In your post, you are setting high demands for the company’s management. Primarily, a company’s job is to focus on running the business. On ensuring that projects progress and the strategy is implemented. Boards, as statutory bodies, focus on ensuring that the company operates in accordance with laws. Individuals like Warren Buffett or, from Finland, Björn Wahlroos are, in my opinion, very exceptional individuals who created significant wealth with their razor-sharp strategic moves. It would be interesting to be a fly on the wall listening to what an average listed company’s board meeting entails. Would they be worried about the stock price development at all, or about something completely different?
When I look at the interim reports of gaming companies, for example, the management of many companies seems to think that money just comes from investors and then our job here at the company is just to monitor some monthly active users metrics and EBITDA so that running costs are covered. Investors fund the investments. Companies’ interim reports must include an income statement, balance sheet, cash flow statement, and a statement of changes in equity in the tables section. Often these do not go further or deeper than what the law requires. After all, Mikael Rautanen has also said that preparing an interim report is a heavy process for a small company.
We investors look at things through different lenses than the company management. If even an average investor looks at the actions of the companies they own through rose-colored glasses (ownership effect, Endowment effect), then what about a CEO who has their own reputation, relationships, history, and self-respect at stake in addition to their holdings? Would they do a DCF calculation in the evening and comment in an interview the next morning that our stock is about 4.3% overvalued? That is, if they even have a degree in business – far from everyone does.
I disagree that taking a loan would be worthwhile for buying back shares. A buyback is a tax-efficient alternative to a dividend, but if the cost is weakening the balance sheet, I would dump the shares. I would do the same if the company went into debt just to pay dividends. As a shareholder, I am most satisfied when management and the board take care of the company.

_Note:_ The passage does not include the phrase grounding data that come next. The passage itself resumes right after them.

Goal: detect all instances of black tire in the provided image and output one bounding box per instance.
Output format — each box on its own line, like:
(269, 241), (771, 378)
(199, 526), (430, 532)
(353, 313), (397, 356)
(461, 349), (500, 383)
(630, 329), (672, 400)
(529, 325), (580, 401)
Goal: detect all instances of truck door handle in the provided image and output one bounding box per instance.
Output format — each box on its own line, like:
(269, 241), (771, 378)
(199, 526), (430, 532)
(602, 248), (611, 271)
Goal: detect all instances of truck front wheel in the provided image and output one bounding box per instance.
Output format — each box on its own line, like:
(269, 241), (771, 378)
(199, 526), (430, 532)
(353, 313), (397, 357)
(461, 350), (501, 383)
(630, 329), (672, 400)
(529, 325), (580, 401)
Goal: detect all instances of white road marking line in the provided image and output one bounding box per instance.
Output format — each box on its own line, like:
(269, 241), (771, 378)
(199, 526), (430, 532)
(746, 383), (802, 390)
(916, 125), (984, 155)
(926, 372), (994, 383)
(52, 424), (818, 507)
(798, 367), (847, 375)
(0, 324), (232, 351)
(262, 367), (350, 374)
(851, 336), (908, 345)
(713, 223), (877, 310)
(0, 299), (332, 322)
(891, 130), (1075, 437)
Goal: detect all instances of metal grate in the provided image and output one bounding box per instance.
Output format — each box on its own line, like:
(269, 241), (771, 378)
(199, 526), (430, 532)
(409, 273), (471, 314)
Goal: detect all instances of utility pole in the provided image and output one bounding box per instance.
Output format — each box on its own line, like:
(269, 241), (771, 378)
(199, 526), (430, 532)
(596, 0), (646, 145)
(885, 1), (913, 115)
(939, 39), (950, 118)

I’ll take a concrete example from my portfolio company JM (a construction company). At the end of 2021, 23% of the company’s balance sheet was cash. I was pleased with this because I thought like you, that in a poor economic cycle, shareholder value is created through share buybacks. Then came an ice age in new construction, and the company’s cash melted from 3,981 million kronor at the end of 2021 to 417 million kronor at the end of Q2 2024.
Use of funds 2021 Q4 - 2024 Q2:

Was paying dividends worthwhile instead of the company buying back its own shares? In my opinion, it was, because the stock hit rock bottom on October 23, 2023. Neither management nor investors knew where the bottom would be. With cash on hand, one was able to form their own assessment.